My desire to be a Disability Awareness Consultant who gave a voice to Queers with Disabilities had been brewing for many years, but only truly came into focus two years ago. I remember having met this guy on an internet dating site, and having had little luck with the homo heartthrobs, was determined to make this one stick. Unfortunately, it didn’t. After a short while, he proceeded to tell me that my disability was too much for him and we stopped talking.
Now, I have tougher nuts than that, and his admission that my being in a wheelchair was too much for him wasn’t the first time I’d heard this nor will it be the last.
My mom was sitting with me in my apartment, and as I told her of this, I broke down in tears. She said something that really ignited my passion for this work: “Think about it, son, only 10% of the population is gay. Of that, 5% are men, and of that 2% will understand you and your differences.” It was one of those moments that brought me on the path I am now, and I couldn’t be more thankful for that.
"I know what it feels like to be different amongst the different."
If the gay scene were one big nightclub, I always assumed that my disability would keep me behind the velvet ropes. I have felt the sting and burn of the stigmas and misunderstandings as I tried to access my sexuality – I know what it feels like to be different amongst the different.
It’s almost like being a super natural creature (I like to think of myself as Bill from True Blood, left) – everyone is equal parts fascinated and fearful of you all at once. I would suspect that the HIV-positive members of our community have felt like this at one point or another.
I want to talk about the similarities in emotional impacts felt by Queers with Disabilities and those who are poz. Let me make it clear that I am not a member of the “poz” community, nor would I ever presume to know the lived experience of a member of that community. What I can certainly speak to, is how it feels to be different within our own community, and I wanted to share some thoughts on that . . .
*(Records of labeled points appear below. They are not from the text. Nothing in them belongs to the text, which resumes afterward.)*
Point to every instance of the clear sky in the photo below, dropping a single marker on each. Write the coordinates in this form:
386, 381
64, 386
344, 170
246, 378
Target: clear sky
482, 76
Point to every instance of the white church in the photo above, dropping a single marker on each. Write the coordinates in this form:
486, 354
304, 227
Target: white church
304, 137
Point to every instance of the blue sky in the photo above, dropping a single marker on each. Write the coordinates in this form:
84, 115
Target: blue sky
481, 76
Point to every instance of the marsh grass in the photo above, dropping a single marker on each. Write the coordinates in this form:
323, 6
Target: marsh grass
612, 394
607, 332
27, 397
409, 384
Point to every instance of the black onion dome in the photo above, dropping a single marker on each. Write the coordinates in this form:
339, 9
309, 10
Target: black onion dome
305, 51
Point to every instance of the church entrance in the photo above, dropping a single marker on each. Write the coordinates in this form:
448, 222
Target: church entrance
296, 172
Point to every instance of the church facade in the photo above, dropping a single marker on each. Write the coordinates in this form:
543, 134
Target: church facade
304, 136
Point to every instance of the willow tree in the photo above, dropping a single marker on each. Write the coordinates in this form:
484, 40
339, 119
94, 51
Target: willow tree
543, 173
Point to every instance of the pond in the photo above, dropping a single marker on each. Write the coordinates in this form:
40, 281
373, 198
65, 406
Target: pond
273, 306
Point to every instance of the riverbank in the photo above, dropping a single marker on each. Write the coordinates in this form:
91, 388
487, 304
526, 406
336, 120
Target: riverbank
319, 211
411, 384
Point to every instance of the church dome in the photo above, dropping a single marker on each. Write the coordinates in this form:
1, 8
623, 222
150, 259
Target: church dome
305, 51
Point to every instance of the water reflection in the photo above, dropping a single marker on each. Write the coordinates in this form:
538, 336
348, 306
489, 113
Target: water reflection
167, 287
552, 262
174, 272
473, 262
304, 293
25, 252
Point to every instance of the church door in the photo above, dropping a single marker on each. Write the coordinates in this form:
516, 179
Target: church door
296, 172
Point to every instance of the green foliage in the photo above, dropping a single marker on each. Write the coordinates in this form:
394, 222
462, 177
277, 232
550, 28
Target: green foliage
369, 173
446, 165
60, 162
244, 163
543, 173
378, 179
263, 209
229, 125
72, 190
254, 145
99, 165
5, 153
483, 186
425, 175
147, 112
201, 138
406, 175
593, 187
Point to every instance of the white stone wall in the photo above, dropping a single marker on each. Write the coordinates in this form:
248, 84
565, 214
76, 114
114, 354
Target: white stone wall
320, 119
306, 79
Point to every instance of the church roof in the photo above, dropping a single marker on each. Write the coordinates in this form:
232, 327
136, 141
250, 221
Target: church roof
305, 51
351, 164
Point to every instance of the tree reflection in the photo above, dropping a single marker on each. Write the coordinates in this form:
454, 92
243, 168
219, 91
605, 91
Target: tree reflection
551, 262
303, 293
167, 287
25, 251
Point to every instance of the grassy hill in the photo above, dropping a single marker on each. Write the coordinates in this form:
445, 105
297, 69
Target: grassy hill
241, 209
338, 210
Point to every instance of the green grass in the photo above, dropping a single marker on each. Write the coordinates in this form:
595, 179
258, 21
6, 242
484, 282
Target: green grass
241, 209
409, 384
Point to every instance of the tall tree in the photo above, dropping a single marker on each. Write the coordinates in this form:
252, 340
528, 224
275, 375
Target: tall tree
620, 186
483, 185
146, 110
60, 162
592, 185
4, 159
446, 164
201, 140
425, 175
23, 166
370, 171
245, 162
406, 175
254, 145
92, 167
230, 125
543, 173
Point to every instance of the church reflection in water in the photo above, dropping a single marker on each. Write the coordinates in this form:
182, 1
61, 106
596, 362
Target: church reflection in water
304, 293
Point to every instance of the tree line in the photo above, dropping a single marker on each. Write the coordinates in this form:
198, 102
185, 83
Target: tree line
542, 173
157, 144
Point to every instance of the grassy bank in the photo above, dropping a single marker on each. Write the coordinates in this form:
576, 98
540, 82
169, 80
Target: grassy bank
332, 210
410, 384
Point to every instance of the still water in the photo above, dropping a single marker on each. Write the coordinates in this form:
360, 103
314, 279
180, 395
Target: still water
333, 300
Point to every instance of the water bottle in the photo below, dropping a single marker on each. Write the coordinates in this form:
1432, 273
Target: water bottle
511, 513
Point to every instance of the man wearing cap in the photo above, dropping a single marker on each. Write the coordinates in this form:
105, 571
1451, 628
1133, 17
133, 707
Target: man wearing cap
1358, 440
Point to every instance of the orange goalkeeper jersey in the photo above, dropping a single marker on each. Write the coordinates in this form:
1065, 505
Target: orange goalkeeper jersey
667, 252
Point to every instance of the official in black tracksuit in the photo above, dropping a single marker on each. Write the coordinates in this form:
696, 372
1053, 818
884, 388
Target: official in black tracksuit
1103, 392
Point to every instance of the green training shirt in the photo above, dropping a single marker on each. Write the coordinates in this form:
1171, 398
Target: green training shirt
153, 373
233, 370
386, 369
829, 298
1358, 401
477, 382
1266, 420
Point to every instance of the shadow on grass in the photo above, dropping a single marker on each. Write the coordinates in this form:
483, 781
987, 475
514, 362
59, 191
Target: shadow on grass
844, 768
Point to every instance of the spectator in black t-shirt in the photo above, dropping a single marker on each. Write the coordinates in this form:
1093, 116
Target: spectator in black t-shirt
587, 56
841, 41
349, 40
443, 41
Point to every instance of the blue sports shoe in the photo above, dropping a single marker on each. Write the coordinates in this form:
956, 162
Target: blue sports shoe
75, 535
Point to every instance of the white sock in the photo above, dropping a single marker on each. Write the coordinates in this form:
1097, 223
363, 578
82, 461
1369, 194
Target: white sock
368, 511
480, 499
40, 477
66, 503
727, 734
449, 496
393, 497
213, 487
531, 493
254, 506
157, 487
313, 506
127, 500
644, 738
Disclosure: I think the issue of disclosure in both the Queer Crip community Poz communities is a huge issue. There is no way that I can hide my 300-lbs wheelchair, and I am often very upfront about it, but I do often wonder how much of my disability I should disclose. When do I tell him about all my needs will they detract from my sexual capital? At what poin, will my difference scare them away?
In speaking with my friends who inhabit the “poz” space, they have said that disclosure can be one of the most uncomfortable parts of being “poz”. I can indeed empathize. You’re with the hottest hookup of the night, things are going great, and just as you are about to decide who flips who first, you have to say: “There’s something I should tell you”. When I have had to disclose the reality of my difference and what that means for the sex I’ll be engaging in, many people have straight up left.
I imagine if someone were honest about their status, only to have the guy leave after disclosure, the embers of that rejection would burn awhile. That awkward moment after your potential partner has packed it in (not in the fun way) can have a big impact.
"The similarities between HIV+ peeps and Queer Crips are not hard to imagine. I had one guy ask me once in bed how long I had to live."
Mythology: Everyone thinks you’re sick. The similarities between HIV+ peeps and Queer Crips are not hard to imagine. I had one guy ask me once in bed how long I had to live. Another guy wanted to know when my “affliction started”. That makes for some hot pillow talk. I know that this happens to poz peeps, because until I became educated on transmission and viral loads, etc., I was just as ignorant as the rest.
To constantly be considerate of how your lover views you in your body can be altogether exhausting. To know that they might see you as something rather than someone can be hard to swallow (when the only thing you should be swallowing is them).
Because of the fears of rejection, I can attest that my sexual self-esteem often fluctuates. How can you find yourself sexy, if everyone else is scared to approach you? My poz friends have commented that this has sometimes been the case for them.
I bring up these similarities not to sit and lament our hardships, but to elucidate the fact that we are all a lot more alike than we may realize. We need to start banding together and talking about how our differences play a role in how we navigate this culture, and how this makes us FEEL. Once we embrace our feelings around our difference, we can then start to dismantle the fear held by other queers.